И внезапно в вышине над ними зажглось солнце. Они спрятали скуттер и пошли пешком в Пасаргады влившись в толпу стремившихся на праздник Митры людей. По пути они спрашивали, что случилось, объясняя, что долгое время пробыли в чужих краях. Ответы удовлетворили их до мельчайших деталей, которые не были занесены в анналы истории, но остались в памяти Денисона.

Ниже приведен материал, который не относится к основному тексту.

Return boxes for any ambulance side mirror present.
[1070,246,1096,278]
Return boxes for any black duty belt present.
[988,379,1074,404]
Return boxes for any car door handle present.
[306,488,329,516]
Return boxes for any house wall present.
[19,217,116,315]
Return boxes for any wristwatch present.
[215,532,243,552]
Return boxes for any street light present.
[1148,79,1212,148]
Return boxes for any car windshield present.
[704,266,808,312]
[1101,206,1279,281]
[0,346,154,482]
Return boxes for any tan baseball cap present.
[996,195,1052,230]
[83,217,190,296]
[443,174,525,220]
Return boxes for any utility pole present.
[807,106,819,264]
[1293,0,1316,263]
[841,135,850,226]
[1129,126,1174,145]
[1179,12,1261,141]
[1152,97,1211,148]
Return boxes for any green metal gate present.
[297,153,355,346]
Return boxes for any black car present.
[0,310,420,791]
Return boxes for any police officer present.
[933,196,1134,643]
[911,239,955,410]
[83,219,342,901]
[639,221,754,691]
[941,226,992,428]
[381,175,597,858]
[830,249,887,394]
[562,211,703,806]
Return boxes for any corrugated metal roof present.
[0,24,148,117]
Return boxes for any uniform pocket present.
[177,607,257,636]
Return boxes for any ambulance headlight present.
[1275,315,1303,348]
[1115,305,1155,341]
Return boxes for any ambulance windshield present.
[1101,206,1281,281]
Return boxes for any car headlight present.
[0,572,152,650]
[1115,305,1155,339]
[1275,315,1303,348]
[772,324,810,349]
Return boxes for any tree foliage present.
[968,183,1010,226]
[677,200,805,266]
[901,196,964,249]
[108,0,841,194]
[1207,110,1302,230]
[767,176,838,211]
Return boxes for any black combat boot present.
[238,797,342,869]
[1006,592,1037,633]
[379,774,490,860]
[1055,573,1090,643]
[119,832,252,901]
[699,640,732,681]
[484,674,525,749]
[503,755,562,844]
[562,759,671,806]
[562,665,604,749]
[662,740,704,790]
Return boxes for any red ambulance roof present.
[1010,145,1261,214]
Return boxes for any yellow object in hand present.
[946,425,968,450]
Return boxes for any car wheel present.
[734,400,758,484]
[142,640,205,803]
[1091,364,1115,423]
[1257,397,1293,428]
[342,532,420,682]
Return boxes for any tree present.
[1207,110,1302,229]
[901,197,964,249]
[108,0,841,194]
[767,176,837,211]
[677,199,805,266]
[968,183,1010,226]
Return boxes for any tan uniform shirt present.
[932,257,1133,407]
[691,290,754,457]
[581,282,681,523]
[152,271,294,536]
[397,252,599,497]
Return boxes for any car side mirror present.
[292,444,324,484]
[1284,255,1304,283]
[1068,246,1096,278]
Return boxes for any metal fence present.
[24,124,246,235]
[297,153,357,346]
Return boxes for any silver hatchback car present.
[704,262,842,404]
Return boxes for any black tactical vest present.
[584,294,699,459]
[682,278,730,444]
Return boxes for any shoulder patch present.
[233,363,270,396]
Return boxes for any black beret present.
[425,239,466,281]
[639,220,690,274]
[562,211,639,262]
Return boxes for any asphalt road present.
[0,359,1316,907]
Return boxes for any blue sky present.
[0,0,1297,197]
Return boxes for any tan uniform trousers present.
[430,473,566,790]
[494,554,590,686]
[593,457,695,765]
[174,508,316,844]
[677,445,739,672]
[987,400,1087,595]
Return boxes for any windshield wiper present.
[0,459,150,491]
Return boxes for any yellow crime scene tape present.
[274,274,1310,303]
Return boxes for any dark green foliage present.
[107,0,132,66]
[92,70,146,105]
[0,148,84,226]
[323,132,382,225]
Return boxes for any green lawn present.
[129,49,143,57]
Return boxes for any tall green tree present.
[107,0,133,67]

Стоя в многотысячной толпе под холодным голубым небом, они приветствовали Кира, Великого царя, который проезжал со своими приближенными и помощниками — Кобадом, Крезом и Гарпагом. Вслед за ними ехали те, кто составлял гордость и славу Персии — ее сановники и жрецы.
— Он моложе меня, — прошептал Денисон. — Так я и думал. И немного меньше ростом… лицо совсем непохоже, правда? Но он годится.
— Хочешь остаться посмотреть? — спросил Эверард.
Денисон завернулся в плащ. Было холодно.
— Нет, — глухо сказал он. — Домой. Прошло так того времени. Даже если всего этого никогда и не было.
— Ну-ну.
У Эверарда тоже был угрюмый вид, он совсем не походил на счастливого спасителя.
— Да, этого никогда не было, — повторил он.
10
Кейт Денисон вышел из лифта своего дома в, Нью-Йорке, Его несколько удивило, что он забыл, как выглядит этот дом. Он даже не мог вспомнить номера квартиры, так что пришлось обратиться к помощи справочника. Детали, детали. Он попытался остановить дрожь в руках.